The lastest age I would consider pregnancy personally would be 39 but that is my personal opinion, that may change in time. I am pregnant at the moment (in my mid 30's) and so far I have been very sick and fatigued so that may have some influence on my answer at the moment.
Good luck on your journey eitherway, parenthood is tough but wonderful. Smile

owlscatsandcakes · 18/08/2014 10:05

Congratulations on your pregnancy :)

I don't have a support network so this is another reason that going it alone would be an absolute final decision if you see what I mean - once there was absolutely no other option.

The pregnancy I had as a teenager was terminated at 7 weeks (it was sexual assault by the way, I wasn't reckless!) and that was utterly horrific in terms of nausea and exhaustion so maybe it's just an individual thing?

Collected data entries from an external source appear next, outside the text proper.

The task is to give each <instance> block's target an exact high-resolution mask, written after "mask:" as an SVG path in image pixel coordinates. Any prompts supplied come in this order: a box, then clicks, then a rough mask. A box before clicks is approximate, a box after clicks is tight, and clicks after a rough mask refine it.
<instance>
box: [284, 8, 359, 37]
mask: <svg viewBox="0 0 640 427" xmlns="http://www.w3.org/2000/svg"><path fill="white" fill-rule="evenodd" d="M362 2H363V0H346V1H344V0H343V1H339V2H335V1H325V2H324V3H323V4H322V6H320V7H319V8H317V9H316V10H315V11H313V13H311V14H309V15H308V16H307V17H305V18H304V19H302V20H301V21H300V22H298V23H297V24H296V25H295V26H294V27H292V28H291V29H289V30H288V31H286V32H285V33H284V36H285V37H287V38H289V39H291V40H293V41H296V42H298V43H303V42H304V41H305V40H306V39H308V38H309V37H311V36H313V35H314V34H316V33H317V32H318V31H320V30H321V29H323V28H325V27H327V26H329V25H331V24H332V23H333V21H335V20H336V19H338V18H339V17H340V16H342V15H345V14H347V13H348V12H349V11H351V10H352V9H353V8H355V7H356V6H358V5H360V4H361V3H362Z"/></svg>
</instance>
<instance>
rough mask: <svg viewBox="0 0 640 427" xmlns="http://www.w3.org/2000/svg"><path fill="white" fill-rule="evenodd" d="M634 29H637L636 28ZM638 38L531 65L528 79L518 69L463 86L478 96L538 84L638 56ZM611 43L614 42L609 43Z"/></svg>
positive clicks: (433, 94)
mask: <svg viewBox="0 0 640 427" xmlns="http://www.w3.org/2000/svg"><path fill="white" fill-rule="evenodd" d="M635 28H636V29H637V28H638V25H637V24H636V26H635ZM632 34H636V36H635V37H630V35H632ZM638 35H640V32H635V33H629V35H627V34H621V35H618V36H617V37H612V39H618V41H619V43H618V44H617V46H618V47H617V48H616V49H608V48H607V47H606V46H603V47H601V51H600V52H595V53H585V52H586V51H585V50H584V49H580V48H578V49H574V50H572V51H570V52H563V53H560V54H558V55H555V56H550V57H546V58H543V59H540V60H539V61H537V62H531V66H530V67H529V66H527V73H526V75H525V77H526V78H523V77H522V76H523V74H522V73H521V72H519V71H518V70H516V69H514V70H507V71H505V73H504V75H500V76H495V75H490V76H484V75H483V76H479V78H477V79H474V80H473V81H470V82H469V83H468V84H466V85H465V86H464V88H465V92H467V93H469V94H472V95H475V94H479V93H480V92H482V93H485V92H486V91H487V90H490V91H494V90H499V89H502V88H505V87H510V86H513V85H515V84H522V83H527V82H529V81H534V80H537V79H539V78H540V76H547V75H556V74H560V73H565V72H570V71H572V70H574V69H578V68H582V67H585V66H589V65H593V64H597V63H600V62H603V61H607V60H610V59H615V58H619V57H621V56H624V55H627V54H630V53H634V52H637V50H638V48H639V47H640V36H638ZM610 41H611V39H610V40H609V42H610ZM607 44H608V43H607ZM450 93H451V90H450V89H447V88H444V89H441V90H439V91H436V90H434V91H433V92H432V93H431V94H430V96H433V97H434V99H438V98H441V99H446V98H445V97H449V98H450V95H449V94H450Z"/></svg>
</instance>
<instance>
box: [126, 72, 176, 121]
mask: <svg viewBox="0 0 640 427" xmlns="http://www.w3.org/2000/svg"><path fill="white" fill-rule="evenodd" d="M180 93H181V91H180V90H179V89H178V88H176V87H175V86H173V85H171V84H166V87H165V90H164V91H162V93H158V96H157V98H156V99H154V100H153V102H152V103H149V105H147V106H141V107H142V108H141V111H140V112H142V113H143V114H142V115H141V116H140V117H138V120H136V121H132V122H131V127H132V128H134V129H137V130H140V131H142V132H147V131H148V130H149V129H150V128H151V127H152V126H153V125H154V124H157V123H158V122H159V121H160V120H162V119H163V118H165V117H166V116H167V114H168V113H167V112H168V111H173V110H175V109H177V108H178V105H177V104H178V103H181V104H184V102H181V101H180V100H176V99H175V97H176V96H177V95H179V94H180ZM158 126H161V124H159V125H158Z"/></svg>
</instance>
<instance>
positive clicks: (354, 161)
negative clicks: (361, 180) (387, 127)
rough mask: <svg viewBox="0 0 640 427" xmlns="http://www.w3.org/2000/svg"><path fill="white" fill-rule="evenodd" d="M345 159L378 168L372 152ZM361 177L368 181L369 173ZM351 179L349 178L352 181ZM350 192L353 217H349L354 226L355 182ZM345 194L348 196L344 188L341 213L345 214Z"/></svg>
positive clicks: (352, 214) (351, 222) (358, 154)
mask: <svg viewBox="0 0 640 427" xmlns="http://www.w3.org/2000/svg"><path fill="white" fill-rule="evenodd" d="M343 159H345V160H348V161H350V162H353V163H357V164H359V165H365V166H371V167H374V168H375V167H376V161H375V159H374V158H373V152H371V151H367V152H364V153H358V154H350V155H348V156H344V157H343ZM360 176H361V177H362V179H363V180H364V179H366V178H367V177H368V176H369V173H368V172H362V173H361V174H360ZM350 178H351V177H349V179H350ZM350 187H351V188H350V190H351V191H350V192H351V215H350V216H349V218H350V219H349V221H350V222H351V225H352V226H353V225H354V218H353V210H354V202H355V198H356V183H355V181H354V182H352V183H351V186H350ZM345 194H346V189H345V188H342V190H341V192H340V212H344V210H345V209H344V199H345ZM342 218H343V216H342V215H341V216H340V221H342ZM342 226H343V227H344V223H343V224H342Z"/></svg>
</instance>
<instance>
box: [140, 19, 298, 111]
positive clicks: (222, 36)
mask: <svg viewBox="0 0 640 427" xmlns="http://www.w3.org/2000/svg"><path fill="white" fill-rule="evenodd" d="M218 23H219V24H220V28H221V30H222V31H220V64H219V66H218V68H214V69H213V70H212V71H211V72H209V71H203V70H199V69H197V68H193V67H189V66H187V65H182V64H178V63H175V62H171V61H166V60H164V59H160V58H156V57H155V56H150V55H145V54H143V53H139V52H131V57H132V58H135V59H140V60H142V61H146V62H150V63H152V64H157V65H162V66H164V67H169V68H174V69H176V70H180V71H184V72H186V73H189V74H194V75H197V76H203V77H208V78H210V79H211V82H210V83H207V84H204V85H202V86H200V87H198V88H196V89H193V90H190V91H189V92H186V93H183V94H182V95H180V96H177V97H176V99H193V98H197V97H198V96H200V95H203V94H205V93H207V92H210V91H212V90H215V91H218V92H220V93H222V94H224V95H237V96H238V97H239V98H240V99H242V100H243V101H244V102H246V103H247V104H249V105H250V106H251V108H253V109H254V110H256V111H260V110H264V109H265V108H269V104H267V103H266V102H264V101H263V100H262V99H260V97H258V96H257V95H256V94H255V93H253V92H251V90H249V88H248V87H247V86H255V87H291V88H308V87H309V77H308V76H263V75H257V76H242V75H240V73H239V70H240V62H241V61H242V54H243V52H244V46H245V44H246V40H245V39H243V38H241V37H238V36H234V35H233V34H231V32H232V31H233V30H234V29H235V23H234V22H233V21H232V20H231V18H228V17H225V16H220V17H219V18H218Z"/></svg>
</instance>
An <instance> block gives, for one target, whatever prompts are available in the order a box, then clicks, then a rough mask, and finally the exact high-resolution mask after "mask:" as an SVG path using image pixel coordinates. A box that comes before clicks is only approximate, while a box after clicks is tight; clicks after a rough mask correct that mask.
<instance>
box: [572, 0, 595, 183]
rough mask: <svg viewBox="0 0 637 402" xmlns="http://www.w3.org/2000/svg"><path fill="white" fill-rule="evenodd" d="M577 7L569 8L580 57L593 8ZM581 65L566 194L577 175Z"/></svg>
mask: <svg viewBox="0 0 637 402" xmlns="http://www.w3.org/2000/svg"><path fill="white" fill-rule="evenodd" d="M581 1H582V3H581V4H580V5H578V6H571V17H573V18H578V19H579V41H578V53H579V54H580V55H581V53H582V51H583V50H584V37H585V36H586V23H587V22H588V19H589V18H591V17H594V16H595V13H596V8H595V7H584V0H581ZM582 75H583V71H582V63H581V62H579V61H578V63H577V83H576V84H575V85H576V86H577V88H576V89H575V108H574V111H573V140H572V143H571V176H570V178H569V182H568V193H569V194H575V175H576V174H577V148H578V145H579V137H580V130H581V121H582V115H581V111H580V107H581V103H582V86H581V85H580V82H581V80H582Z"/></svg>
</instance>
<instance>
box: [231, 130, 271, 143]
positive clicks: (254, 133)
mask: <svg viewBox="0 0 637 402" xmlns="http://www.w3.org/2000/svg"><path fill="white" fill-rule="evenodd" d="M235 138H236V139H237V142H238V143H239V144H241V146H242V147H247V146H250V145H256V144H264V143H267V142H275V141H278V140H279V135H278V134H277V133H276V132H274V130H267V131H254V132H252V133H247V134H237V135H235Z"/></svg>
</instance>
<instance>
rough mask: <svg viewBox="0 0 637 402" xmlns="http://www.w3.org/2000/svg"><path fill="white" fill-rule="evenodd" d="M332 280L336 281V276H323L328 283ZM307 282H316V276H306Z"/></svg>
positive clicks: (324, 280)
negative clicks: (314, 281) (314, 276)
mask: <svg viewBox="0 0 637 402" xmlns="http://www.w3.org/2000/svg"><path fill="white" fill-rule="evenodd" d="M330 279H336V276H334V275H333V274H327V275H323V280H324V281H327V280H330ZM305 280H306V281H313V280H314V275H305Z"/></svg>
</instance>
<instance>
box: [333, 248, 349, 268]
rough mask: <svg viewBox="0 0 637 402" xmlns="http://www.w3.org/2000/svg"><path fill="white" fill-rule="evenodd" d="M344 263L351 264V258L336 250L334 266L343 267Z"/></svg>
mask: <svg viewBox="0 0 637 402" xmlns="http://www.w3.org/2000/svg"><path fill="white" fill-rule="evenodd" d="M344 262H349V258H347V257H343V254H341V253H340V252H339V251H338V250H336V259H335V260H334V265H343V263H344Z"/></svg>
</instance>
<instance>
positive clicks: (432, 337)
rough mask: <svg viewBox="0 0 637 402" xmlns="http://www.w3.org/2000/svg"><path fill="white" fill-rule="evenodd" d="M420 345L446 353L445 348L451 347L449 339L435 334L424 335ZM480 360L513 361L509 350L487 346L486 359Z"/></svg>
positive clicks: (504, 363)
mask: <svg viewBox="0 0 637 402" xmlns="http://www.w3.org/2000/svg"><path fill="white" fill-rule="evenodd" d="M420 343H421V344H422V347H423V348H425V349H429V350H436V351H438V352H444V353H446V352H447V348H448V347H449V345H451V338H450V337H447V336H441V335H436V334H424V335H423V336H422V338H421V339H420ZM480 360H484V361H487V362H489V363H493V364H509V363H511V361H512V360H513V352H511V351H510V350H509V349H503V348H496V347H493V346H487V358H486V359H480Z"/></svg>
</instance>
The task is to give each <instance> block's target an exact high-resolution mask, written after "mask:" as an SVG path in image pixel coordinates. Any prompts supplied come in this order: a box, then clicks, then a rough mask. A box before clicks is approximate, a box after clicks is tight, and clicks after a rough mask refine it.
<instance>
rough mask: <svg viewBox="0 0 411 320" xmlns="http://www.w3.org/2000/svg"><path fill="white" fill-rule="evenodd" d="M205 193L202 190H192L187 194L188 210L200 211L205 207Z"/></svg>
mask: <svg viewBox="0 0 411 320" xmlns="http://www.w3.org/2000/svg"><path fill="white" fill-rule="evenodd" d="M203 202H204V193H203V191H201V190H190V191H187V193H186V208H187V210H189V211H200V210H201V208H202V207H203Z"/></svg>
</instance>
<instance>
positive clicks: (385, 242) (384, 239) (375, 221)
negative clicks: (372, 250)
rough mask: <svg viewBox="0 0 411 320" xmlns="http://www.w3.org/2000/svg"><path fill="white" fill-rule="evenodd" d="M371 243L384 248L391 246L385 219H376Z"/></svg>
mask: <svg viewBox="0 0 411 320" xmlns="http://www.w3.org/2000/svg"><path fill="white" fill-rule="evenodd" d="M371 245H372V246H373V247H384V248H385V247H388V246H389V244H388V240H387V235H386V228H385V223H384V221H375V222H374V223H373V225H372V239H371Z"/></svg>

I am very prone to vomiting anyway.

OP posts:
MyBaby1day · 18/08/2014 10:06

Adoption?

owlscatsandcakes · 18/08/2014 10:09

I'd never get through the criteria and I want a baby really.
Not permanently but the early years are important to me.

OP posts:
owlscatsandcakes · 18/08/2014 10:10

Obviously not permanently! Grin

I mean, I'm not having a child because I think 'aw babies are cute' - but having a baby and seeing them grow to a toddler and child is very important to me.

OP posts:
MidniteScribbler · 18/08/2014 10:15

I fell pregnant with DS using a donor when I was 35. I don't regret my choice at all, I can make all the decisions regarding DS without the hassles of a relationship potentially going wrong and then dealing with an absent father and custody issues. I would still like to be in a relationship, but I can now just wait for the real Mr Right, instead of Mr Right Now to come along. I never really wanted more than one child, so there is no more pressure about needing to have another child, and I can just live my life and raise my DS. If he comes along, then that is great, if not, I haven't missed my chance at parenthood.